Governors Island is one of the three choices of land that the city is offering as the site for a new school for the applied sciences – such as engineering, physics, computer science, chemistry and environmental science. The two others are city-owned space in the Brooklyn Navy Yard and on Roosevelt Island.
The official Request for Proposals seeks plans “to build or expand a state-of-the arts campus.” The city offer includes access to city land and investment of up to $100 million in city support, subject to a substantially larger match by the winner.
When the city first sought expressions of interest last spring, it received 18 responses from 27 institutions, many of which have come out to the Island to inspect the possibilities. Some institutions had banded together, such as Columbia and the City University. Another grouping combined N.Y.U., C.U.N.Y, Carnegie Mellon, the University of Toronto and I.B.M. Stanford University has a billion-dollar plan for 2,200 grad students and 100 professors on Roosevelt Island.
Responses to the RFP are due in late October, with a final selection promised by the end of the year. The opening of the first phase of the project is anticipated for 2015.
P.S. Mayor Bloomberg majored in electrical engineering at Johns Hopkins.

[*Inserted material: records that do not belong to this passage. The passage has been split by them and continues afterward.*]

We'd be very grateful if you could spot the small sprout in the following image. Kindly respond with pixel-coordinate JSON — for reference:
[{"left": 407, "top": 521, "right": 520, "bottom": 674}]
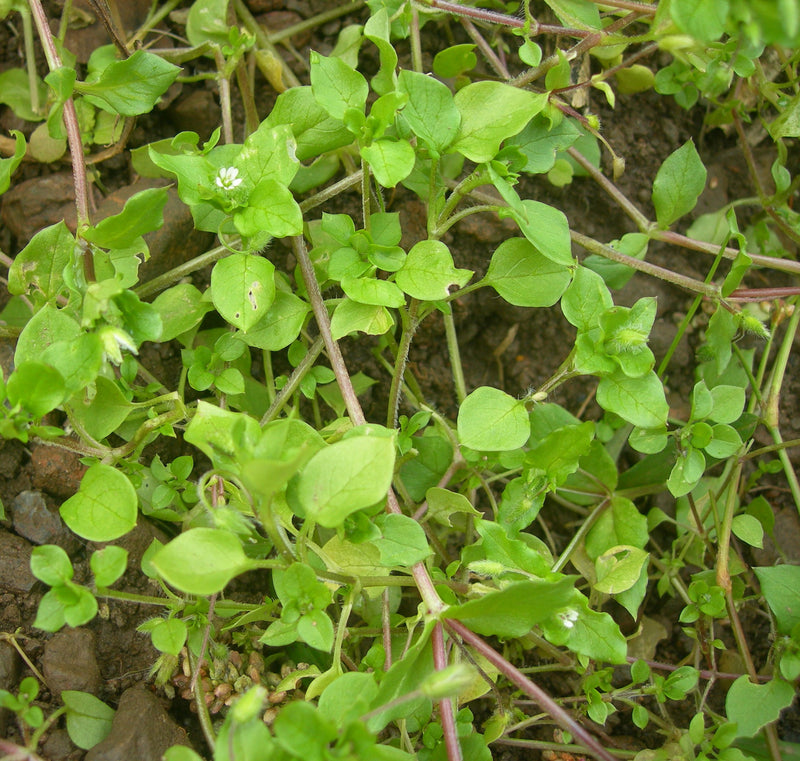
[{"left": 215, "top": 166, "right": 243, "bottom": 190}]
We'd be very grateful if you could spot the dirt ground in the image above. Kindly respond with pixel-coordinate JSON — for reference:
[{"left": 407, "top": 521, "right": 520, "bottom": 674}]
[{"left": 2, "top": 1, "right": 800, "bottom": 759}]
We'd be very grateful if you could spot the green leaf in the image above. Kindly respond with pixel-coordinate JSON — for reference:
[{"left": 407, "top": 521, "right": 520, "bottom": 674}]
[
  {"left": 544, "top": 0, "right": 602, "bottom": 29},
  {"left": 264, "top": 86, "right": 353, "bottom": 160},
  {"left": 670, "top": 0, "right": 728, "bottom": 42},
  {"left": 395, "top": 240, "right": 472, "bottom": 301},
  {"left": 561, "top": 266, "right": 613, "bottom": 332},
  {"left": 0, "top": 129, "right": 25, "bottom": 194},
  {"left": 585, "top": 496, "right": 648, "bottom": 559},
  {"left": 6, "top": 362, "right": 66, "bottom": 417},
  {"left": 486, "top": 237, "right": 571, "bottom": 307},
  {"left": 754, "top": 565, "right": 800, "bottom": 635},
  {"left": 726, "top": 676, "right": 795, "bottom": 738},
  {"left": 8, "top": 221, "right": 74, "bottom": 303},
  {"left": 67, "top": 376, "right": 133, "bottom": 440},
  {"left": 152, "top": 284, "right": 213, "bottom": 342},
  {"left": 186, "top": 0, "right": 230, "bottom": 48},
  {"left": 397, "top": 70, "right": 460, "bottom": 153},
  {"left": 508, "top": 114, "right": 580, "bottom": 175},
  {"left": 30, "top": 545, "right": 74, "bottom": 587},
  {"left": 211, "top": 254, "right": 276, "bottom": 332},
  {"left": 60, "top": 464, "right": 137, "bottom": 542},
  {"left": 425, "top": 487, "right": 481, "bottom": 527},
  {"left": 76, "top": 50, "right": 181, "bottom": 116},
  {"left": 14, "top": 305, "right": 81, "bottom": 367},
  {"left": 233, "top": 179, "right": 303, "bottom": 238},
  {"left": 297, "top": 609, "right": 335, "bottom": 651},
  {"left": 708, "top": 384, "right": 746, "bottom": 424},
  {"left": 83, "top": 188, "right": 168, "bottom": 249},
  {"left": 452, "top": 82, "right": 548, "bottom": 163},
  {"left": 310, "top": 51, "right": 368, "bottom": 121},
  {"left": 331, "top": 300, "right": 393, "bottom": 338},
  {"left": 652, "top": 140, "right": 707, "bottom": 227},
  {"left": 90, "top": 546, "right": 128, "bottom": 587},
  {"left": 364, "top": 8, "right": 398, "bottom": 95},
  {"left": 152, "top": 528, "right": 252, "bottom": 595},
  {"left": 596, "top": 370, "right": 669, "bottom": 428},
  {"left": 318, "top": 672, "right": 378, "bottom": 728},
  {"left": 457, "top": 387, "right": 530, "bottom": 451},
  {"left": 149, "top": 618, "right": 188, "bottom": 656},
  {"left": 445, "top": 577, "right": 577, "bottom": 638},
  {"left": 0, "top": 68, "right": 46, "bottom": 121},
  {"left": 731, "top": 514, "right": 763, "bottom": 548},
  {"left": 594, "top": 545, "right": 649, "bottom": 594},
  {"left": 505, "top": 200, "right": 573, "bottom": 266},
  {"left": 433, "top": 44, "right": 477, "bottom": 78},
  {"left": 184, "top": 401, "right": 261, "bottom": 471},
  {"left": 235, "top": 122, "right": 299, "bottom": 189},
  {"left": 62, "top": 691, "right": 115, "bottom": 750},
  {"left": 541, "top": 593, "right": 627, "bottom": 663},
  {"left": 361, "top": 139, "right": 415, "bottom": 188},
  {"left": 341, "top": 275, "right": 406, "bottom": 308},
  {"left": 373, "top": 514, "right": 431, "bottom": 566},
  {"left": 241, "top": 290, "right": 310, "bottom": 351},
  {"left": 295, "top": 428, "right": 396, "bottom": 528},
  {"left": 526, "top": 421, "right": 594, "bottom": 486}
]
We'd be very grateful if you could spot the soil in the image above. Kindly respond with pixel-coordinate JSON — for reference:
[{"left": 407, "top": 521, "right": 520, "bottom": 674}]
[{"left": 1, "top": 2, "right": 800, "bottom": 760}]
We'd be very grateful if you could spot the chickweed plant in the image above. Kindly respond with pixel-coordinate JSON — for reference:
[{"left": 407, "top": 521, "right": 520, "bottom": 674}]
[{"left": 1, "top": 0, "right": 800, "bottom": 759}]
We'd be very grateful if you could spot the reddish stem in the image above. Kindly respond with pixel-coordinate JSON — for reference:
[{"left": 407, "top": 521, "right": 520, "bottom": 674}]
[{"left": 445, "top": 619, "right": 618, "bottom": 761}]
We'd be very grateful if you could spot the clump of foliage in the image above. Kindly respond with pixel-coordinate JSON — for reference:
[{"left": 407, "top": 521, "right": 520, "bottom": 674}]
[{"left": 1, "top": 0, "right": 800, "bottom": 760}]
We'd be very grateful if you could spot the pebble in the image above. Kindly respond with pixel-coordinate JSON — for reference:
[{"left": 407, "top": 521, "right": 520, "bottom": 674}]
[
  {"left": 85, "top": 686, "right": 193, "bottom": 761},
  {"left": 30, "top": 445, "right": 86, "bottom": 499},
  {"left": 0, "top": 530, "right": 36, "bottom": 592},
  {"left": 42, "top": 629, "right": 102, "bottom": 697},
  {"left": 12, "top": 490, "right": 78, "bottom": 553},
  {"left": 0, "top": 641, "right": 21, "bottom": 737}
]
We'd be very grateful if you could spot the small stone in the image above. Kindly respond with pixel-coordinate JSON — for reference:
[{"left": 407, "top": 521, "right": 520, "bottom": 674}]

America’s Cup Winners In Harbor School Regatta
There will be a grand display of sails and sailing in the Harbor School Regatta on October 6 – four of the huge America’s Cup 12-meter boats, racing around the Island to benefit the school’s College Scholarship Fund.
Winners Weatherly (1962) and Intrepid (1967 and 1970) will match skills against two boats that were edged out in the trials before the main event, Nefertiti and Ted Turner’s American Eagle. They represent the classic wooden models that were standard before new-fangled fabrics and crazy keels took over a half-century ago.
Two dozen J24′s from the Manhattan Sailing Club will be out there, too. We can’t imagine what will happen when they are all tacking through Buttermilk Channel at the same time, but anyone can watch from a spectator boat for $100. This includes a “Post-Regatta Bash” on Water Taxi Beach.
To sponsor a boat and sail in the regatta, contact regatta@cwandco.com. To buy tickets (prices go up September 15) click here.
TGI adds CFO
Willa Padgett has been named chief financial officer for the Trust for Governors Island, a new post. She has had a career in public service, focused on budget planning and management for city agencies and non-profits. She was an assistant director of the city’s Office of Management and Budget, and worked most recently for the Brooklyn Navy Yard Development Corporation.